Advertisement

Patients’ Rights Bill Cues Showdown on HMO Suits

Share
From Reuters

A key Senate ally of President Bush will propose a patients’ bill of rights today that would give new protections to patients while setting strict limits on court awards against health plans accused of misconduct.

The bill’s long-awaited introduction by Sen. Bill Frist (R-Tenn.) could trigger a major health care fight on the Senate floor pitting the Bush administration against Sens. John McCain and Edward M. Kennedy, who favor similar patient protections without such strict limits on lawsuits against health maintenance organizations and insurers.

Currently, patients have little legal recourse against HMOs and other health plans.

Co-sponsored by Sens.
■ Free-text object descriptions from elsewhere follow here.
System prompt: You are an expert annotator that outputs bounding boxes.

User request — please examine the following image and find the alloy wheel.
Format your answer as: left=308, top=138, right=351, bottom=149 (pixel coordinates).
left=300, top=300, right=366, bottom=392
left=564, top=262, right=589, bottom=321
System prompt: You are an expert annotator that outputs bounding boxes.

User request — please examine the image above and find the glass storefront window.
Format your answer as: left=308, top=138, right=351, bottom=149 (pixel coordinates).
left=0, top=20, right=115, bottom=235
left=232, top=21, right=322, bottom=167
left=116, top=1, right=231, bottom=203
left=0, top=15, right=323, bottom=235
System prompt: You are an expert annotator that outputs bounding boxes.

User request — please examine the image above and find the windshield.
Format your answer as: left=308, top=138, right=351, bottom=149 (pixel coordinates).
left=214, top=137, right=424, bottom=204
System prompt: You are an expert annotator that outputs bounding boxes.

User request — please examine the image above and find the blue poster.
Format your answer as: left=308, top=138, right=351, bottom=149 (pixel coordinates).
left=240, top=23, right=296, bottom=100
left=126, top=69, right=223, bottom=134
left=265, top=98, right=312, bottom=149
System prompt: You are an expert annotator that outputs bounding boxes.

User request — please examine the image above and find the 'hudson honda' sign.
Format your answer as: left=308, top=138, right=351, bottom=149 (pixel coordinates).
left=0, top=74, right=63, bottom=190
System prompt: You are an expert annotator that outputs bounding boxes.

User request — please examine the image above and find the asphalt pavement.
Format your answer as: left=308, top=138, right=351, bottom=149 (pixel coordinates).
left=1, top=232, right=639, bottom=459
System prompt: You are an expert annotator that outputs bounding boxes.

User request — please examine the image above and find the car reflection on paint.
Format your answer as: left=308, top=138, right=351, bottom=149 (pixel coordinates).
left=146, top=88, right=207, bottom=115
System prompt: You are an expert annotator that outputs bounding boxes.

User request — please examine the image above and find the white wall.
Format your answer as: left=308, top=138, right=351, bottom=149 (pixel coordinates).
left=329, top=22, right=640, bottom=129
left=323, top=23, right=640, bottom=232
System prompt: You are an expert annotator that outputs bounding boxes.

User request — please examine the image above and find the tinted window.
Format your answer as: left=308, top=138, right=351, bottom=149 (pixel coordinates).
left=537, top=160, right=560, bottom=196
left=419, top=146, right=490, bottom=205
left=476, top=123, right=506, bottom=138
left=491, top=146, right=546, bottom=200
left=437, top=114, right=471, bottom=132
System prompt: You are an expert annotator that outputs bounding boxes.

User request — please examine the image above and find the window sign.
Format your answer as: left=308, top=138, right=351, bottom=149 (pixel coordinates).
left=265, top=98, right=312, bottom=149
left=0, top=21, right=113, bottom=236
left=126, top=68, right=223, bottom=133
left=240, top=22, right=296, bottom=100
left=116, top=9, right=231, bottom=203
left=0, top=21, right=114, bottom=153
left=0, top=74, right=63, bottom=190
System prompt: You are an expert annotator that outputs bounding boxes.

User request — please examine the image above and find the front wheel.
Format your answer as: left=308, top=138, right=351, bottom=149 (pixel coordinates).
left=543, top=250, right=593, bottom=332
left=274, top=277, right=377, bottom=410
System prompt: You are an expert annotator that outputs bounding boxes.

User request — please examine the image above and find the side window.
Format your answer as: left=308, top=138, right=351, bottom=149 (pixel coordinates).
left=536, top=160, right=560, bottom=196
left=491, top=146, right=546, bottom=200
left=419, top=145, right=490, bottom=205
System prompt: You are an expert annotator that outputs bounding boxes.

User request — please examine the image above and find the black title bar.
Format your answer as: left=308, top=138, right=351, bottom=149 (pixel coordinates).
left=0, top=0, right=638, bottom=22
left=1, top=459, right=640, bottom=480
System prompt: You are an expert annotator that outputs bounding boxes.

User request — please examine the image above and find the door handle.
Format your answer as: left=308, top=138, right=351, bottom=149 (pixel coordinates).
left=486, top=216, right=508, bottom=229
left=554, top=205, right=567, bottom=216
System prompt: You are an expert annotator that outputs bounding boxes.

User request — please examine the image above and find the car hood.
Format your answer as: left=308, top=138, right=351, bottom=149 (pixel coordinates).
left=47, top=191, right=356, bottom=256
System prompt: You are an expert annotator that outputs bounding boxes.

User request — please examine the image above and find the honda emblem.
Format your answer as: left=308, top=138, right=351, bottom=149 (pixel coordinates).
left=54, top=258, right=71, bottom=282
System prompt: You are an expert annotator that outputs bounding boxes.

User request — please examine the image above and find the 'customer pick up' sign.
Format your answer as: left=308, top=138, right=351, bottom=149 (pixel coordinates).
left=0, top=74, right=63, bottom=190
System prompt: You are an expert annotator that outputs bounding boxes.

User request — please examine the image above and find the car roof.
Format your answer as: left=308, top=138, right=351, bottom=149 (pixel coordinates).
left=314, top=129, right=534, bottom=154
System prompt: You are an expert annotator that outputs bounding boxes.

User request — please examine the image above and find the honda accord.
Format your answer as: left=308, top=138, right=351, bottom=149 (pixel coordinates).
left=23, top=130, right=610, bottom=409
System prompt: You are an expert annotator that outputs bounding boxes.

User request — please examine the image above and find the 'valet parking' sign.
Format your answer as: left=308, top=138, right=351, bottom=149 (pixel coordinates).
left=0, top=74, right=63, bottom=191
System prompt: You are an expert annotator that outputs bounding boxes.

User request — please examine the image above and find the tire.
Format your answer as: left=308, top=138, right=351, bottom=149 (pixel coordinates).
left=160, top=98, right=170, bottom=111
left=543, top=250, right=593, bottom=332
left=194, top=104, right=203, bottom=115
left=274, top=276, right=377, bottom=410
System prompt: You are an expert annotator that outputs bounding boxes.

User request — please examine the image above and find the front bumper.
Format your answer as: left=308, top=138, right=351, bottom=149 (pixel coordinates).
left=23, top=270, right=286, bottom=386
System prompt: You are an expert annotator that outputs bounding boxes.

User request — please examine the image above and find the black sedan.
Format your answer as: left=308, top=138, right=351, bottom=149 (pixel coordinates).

John B. Breaux (D-La.) and James M. Jeffords (R-Vt.), Frist’s bill would require patients to exhaust an independent medical review process before taking disputes against HMOs and health insurers to federal court.

Advertisement

Once in court, damage awards would be capped at $500,000 under the bill, Breaux said.

Frist drew up his plan after Bush and groups in the managed care industry objected to the more sweeping patients’ bill of rights introduced by McCain (R-Ariz.), Kennedy (D-Mass.) and John Edwards (D-N.C.).

Like Frist’s bill, that measure would ensure that all 167 million Americans with private health insurance have access to emergency and specialty care.

But McCain, Kennedy and Edwards also would permit jury awards of up to $5 million in federal court and unlimited punitive damages under state law.

But since its introduction, the $5-million cap has drawn heavy fire from insurance companies and health plan providers, who warned that the bill would trigger a flood of frivolous lawsuits.

Bush, in turn, threatened to veto the bill.

Undeterred, McCain and Edwards said they may propose their patients’ bill of rights as an amendment to the Senate’s far-reaching education reform plan, Bush’s top legislative priority.